Jeroen Sol's research group, led by professor Albert Schenning, has extensive experience with smart materials that respond to external stimuli, such as light, temperature or humidity. The materials use liquid crystal technology, similar to the techniques used in LCD screens, but applied in plastics. These crystals acquire different properties depending on the direction in which they are aligned (they become anisotropic). This can be either mechanical, in which case they become stronger in one direction than in the other, or optical, in which case they have a different color depending on the angle of incidence of the light.
An iridescendent beetle
The latter is exactly what Sol has been working on for the past four years. Is it possible to print an object that changes color under the influence of humidity? "I found the inspiration for this in nature, and in particular in the Tmesisternus isabellae, a species of longhorn beetle whose elytra changes color in response to humidity."

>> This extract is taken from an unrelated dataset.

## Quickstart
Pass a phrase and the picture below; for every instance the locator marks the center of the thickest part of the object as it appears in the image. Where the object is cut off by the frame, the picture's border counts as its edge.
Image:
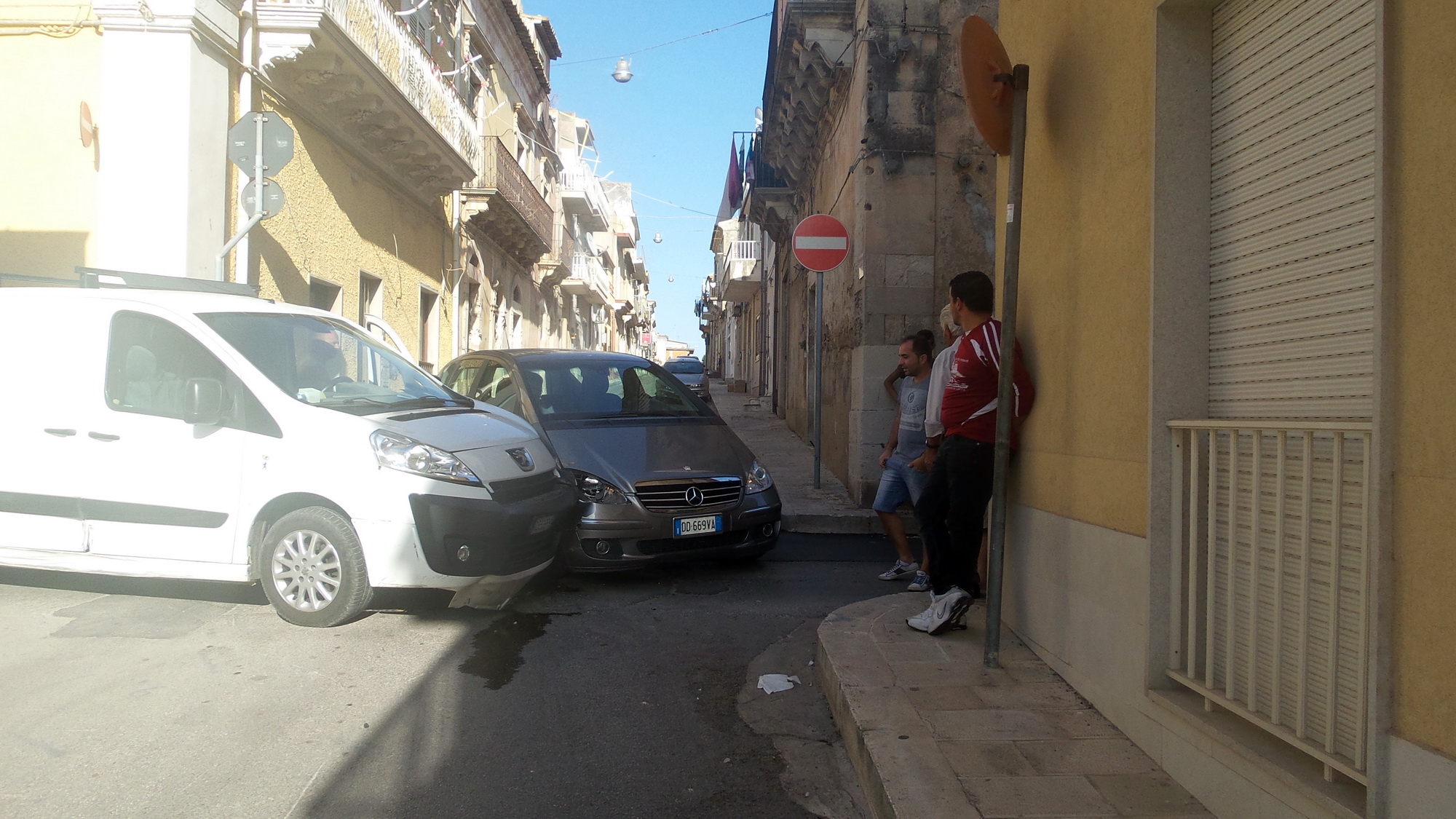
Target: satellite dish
(988, 75)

That Sol chose moisture as a stimulus, rather than light (as PhD student Marina Pilz da Cunha from the same research group did earlier for her walking mini-robot), is not an accident. "Humans are largely composed of water, and a sensor that can easily and cheaply be printed using a 3D printer, and that responds to moisture, could have all kinds of applications in healthcare. Think of a ring that measures perspiration, or in the future maybe your blood sugar."
But Sol went a step further. He actually printed a beetle. "In the world of materials science it is very important that you make a demonstrator that proves that your invention actually works. And the choice of an animal is obvious, because there are numerous animals that make use of iridescence and other forms of color change, for example for camouflage."
A bath of acid
But how does this beetle work? Sol explains. "First I printed a beetle from hard plastic, and applied elytra to it with photonic ink. This was also done with a printer. I then treated this layer with an acid. This causes the crystals in the ink to react to moisture. With more moisture, the material swells, so to speak, stretching the spiral structure of the crystals. This then changes the color (see figure)."
Watch this YouTube clip to see how Jeroen Sol printed the beetle.
The beauty is that you can manipulate sensitivity to moisture, by making the molecules less or more charged. "That opens up all kinds of possibilities for future applications."
Next, the researcher placed the beetle in an enclosed space where he could control the humidity. With more moisture, the green beetle slowly became redder and redder. If he brought the moisture level back down, the beetle turned green again.
"The latter is crucial," says Sol. "That means the effect is reversible. Without the user having to reset it, it can be used again as a sensor or actuator."
Watch this YouTube clip to see how the 4D-printed beetle changes from green to red and then back to green under the influence of moisture.
The young researcher talks about his research with infectious enthusiasm. "I think it's very important that we make it clear to the outside world what scientists are doing. People really don't need to understand every detail, but they do need to know what we are up to. That's why I like teaching so much. Transferring knowledge to other people."
The researcher has since found a new job at a spin-off of his research group, Lusoco. The company is working on the development of fluorescent inks for lighting, power generation and buildings, for example.
"I'm really looking forward to that. Moreover, the company is located on campus, so for now I won't be leaving here!"